The Galaxy has always had a strong fan base but that support is eroding. Fans can only take so much negativity, especially LA fans who find it difficult to support a loser. The same reasons why the fan base grew into one of the strongest in the league are what is causing fans to do a U-turn before they get to Avalon Boulevard. Talent, winning, uniqueness.
The Galaxy has talented players, sure, but the league’s biggest stars are elsewhere. Orlando City’s Kaka, Chicago’s Bastian Schweinsteiger, and NYCFC’s David Villa have each won a World Cup and have long carried fame and stardom with them. Sebastian Giovinco’s star blazed with his own success while USMNT stalwarts Clint Dempsey (Seattle), Michael Bradley and Jozy Altidore (Toronto FC), and Tim Howard (Colorado) play nowhere near Southern California.
Perhaps counting on Landon Donovan and David Beckham for so long spoiled the Galaxy. Like its on-field success, the Galaxy set a high bar for itself with the players it brought in over the years. The club’s current roster features some strong players but nobody in the class of Donovan, Beckham, Robbie Keane, Steven Gerrard, or Cobi Jones.
Giovani Dos Santos is not in the same class as those players. Sure, he’s talented and a well-known name on both sides of the border but even within the Mexican national team fan base there are Dos Santos naysayers. Romain Alessandrini is a fan favorite now but was an unknown to more than 90 percent of that same fan base in January. Jonathan Dos Santos is a fine midfielder but he is not star caliber.

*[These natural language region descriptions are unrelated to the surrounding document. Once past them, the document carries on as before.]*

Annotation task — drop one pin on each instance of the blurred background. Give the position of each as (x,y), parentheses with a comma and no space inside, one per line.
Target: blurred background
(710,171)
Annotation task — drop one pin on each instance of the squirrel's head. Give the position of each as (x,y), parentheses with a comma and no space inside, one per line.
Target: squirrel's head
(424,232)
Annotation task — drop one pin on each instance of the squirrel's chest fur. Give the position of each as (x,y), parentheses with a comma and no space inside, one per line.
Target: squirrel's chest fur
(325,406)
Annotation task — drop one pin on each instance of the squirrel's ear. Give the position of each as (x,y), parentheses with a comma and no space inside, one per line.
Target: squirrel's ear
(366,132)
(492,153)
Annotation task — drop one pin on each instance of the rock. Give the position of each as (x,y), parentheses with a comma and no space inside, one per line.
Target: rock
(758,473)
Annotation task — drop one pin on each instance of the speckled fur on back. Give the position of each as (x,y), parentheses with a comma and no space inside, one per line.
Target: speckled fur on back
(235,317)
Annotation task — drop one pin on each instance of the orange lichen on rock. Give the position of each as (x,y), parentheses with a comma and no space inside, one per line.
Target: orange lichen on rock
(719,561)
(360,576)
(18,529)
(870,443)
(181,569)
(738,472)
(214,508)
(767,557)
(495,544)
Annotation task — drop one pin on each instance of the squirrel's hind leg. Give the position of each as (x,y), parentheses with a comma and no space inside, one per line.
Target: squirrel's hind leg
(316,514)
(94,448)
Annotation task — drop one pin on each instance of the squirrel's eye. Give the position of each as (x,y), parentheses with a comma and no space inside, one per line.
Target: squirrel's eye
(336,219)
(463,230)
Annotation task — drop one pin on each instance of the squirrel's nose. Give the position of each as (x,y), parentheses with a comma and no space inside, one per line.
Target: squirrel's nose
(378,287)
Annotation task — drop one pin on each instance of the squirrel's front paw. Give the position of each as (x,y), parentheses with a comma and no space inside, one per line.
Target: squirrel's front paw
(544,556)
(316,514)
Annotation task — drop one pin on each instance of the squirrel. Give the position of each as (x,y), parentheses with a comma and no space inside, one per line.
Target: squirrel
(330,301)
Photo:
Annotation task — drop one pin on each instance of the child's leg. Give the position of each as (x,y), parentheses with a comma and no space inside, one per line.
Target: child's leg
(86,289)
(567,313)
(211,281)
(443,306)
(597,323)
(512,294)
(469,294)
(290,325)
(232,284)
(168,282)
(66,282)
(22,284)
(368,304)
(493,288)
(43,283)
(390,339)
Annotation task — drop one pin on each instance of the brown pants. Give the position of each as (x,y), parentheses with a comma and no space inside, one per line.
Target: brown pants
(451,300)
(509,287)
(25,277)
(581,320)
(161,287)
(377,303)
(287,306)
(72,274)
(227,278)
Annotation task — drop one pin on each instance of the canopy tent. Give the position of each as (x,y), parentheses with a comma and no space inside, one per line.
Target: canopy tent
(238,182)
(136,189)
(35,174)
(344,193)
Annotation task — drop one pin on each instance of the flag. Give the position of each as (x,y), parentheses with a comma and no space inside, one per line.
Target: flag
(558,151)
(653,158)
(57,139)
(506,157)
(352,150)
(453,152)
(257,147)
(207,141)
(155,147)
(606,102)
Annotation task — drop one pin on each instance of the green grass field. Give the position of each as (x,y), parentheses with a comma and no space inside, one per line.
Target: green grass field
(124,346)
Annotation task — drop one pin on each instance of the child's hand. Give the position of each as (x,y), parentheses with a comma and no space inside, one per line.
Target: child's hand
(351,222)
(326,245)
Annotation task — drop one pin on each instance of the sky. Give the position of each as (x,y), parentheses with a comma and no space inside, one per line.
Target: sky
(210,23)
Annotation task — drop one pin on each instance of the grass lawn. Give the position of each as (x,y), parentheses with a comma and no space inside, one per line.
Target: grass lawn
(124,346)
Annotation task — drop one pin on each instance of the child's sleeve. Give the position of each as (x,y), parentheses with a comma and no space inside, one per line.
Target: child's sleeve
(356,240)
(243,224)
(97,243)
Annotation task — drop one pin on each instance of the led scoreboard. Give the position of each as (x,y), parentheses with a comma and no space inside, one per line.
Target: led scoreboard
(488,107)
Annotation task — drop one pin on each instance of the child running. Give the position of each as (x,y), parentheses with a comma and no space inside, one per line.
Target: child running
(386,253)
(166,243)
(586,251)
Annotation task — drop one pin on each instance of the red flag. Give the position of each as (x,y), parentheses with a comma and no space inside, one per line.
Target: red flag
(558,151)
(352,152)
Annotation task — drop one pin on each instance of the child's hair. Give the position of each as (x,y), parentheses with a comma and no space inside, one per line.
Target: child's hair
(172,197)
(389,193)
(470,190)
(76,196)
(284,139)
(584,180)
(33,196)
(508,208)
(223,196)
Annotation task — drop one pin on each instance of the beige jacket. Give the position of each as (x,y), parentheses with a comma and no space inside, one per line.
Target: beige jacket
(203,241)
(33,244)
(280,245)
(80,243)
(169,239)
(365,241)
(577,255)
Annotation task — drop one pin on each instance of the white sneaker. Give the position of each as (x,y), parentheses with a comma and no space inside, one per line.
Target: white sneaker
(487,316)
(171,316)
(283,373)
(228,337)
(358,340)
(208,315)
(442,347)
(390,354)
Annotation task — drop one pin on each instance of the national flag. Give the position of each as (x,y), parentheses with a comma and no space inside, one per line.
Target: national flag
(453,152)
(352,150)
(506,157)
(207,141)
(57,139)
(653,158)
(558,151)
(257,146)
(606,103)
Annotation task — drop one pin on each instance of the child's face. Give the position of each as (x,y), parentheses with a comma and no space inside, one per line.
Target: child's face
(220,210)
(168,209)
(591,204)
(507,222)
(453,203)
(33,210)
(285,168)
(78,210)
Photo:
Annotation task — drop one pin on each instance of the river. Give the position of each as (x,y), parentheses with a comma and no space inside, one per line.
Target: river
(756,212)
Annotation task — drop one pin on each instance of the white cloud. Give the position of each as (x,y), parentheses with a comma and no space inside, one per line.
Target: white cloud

The Galaxy has had little reason to celebrate in 2017. The wins have been hard to come by. This team will finish the season with the worst points-per-game in club history. Through 27 games, the Galaxy had just 0.96 points per game. A year ago the club averaged 1.53 points per game.
In the last decade, only two teams have surpassed the 1.95 mark - the Galaxy’s 2010 and 2011 teams. Even in 2008 the Galaxy averaged 1.1 points per game. The Galaxy finish out September with games at Atlanta, at Sporting KC, at Houston, and home to Real Salt Lake. One point seems like it would be an accomplishment.
The Galaxy’s uniqueness around the league is also vanishing. Atlanta has become a bit of a model for other franchises to shoot for. The club’s roster has talented players, both international and domestic, and the team is contending for a playoff spot right away. The club is also grabbing attention for setting the league’s single-game attendance record by drawing 70,425 fans to the brand-new Mercedes-Benz Stadium on Saturday in a 3-3 draw against Orlando City. Atlanta took that title away from the Galaxy, who had held that mark since April 13, 1996 when 69,255 turned out at the Rose Bowl to watch the club’s first-ever game.
It’s not just Atlanta that is overtaking the Galaxy and dimming the club’s accomplishments. Toronto FC is a powerhouse club and looks like a sure-fire MLS Cup finalist. Seattle continues to elevate its level of success amidst a passionate fan base. If the Sounders repeat, it will be the first time since the Galaxy’s 2011 and 2012 championship clubs to accomplish the feat.
Los Angeles FC is also looming large. Already bursting with star power both in its front office with co-owners including Will Ferrell, Magic Johnson and Mia Hamm, in the coaching staff with Bob Bradley, and on its current three-man roster after signing Carlos Vela. In addition, the club’s Banc of California Stadium promises to be a sterling jewel of a facility.
LAFC will compete immediately. Perhaps nothing would be more embarrassing if LAFC reaches the postseason in 2018 while the Galaxy miss out again. That very well could happen.
This season cannot end soon enough for the Galaxy. The losses will only continue to pile up. The deeper the team sinks into the cavern it has created for itself, the tougher it will be to climb out of it.